Scientists studying the brains of old and young mice believe that the brain might be trained to filter out background sound, potentially helping to solve the challenges people with a hearing impairment experience when listening to speech in background noise.
Researchers from the Johns Hopkins University School of Medicine found that old mice were less able than young mice to suppress actively firing brain cells in the midst of ambient noise making it difficult for the brain to focus on one type of sound — such as spoken words — and filter out surrounding noise.

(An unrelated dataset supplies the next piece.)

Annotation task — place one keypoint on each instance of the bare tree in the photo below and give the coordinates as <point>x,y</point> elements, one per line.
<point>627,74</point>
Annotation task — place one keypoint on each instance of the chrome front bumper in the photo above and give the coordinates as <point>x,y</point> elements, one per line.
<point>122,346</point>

Researchers recorded the activity of 8,000 brain cells, or neurons, in the auditory cortex brain region of 12 old mice (16–24 months old) and 10 young mice (2–6 months old). They conditioned the mice to lick a water spout when they heard a tone and then got them to do the same exercise while the researchers played white noise.

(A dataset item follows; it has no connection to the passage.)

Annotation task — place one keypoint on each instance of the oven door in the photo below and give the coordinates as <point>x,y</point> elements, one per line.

Without the white noise, the old mice licked the water spout just as well as the young mice when they heard the tone. With the white noise the old mice were worse at detecting the tone and licking the spout than the young mice.

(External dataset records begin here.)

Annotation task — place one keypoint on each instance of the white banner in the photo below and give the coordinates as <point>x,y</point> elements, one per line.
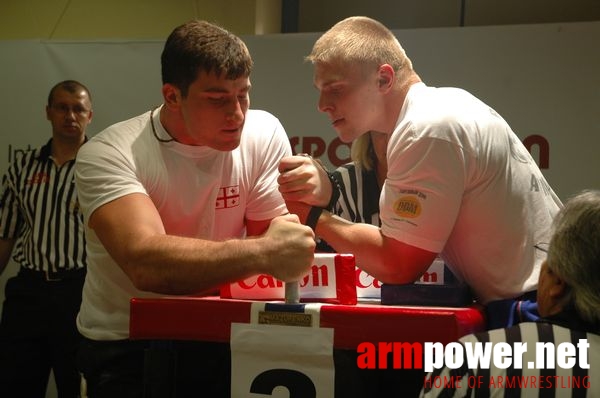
<point>281,361</point>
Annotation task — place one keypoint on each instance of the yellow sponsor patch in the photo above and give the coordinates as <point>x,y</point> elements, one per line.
<point>408,207</point>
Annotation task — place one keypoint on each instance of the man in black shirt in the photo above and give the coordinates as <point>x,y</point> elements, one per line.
<point>42,226</point>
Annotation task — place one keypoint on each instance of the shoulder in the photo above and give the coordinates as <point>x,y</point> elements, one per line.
<point>119,135</point>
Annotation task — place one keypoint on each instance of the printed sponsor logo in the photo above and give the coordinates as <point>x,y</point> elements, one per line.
<point>407,207</point>
<point>228,197</point>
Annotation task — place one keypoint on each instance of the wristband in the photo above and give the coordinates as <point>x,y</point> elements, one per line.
<point>335,191</point>
<point>313,217</point>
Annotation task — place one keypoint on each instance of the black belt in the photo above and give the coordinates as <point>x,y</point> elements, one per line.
<point>53,276</point>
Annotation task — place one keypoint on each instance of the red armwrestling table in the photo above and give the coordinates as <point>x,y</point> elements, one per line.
<point>185,318</point>
<point>209,319</point>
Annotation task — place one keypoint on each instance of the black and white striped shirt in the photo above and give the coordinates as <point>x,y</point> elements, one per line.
<point>359,194</point>
<point>529,378</point>
<point>39,208</point>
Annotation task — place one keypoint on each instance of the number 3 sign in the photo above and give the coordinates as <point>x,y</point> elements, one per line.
<point>281,361</point>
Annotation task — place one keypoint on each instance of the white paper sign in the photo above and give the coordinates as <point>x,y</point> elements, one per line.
<point>281,361</point>
<point>369,287</point>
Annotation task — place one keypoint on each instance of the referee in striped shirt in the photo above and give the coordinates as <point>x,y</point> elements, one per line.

When studying the auditory cortex of each mouse, some neuron activity increased when the mice heard the tone and, at the same time, other neurons were repressed or switched off. In most of the old mice, however, the neurons were mostly active and failed to turn off in white noise. In older animals, ambient noise seems to make neuron activity more ‘fuzzy,’ disrupting the ability to distinguish individual sounds.
However, the mammalian brain’s flexible learning potential means that it might be re-trained to tamp down the many firing neurons and focus on individual sounds amid background noise.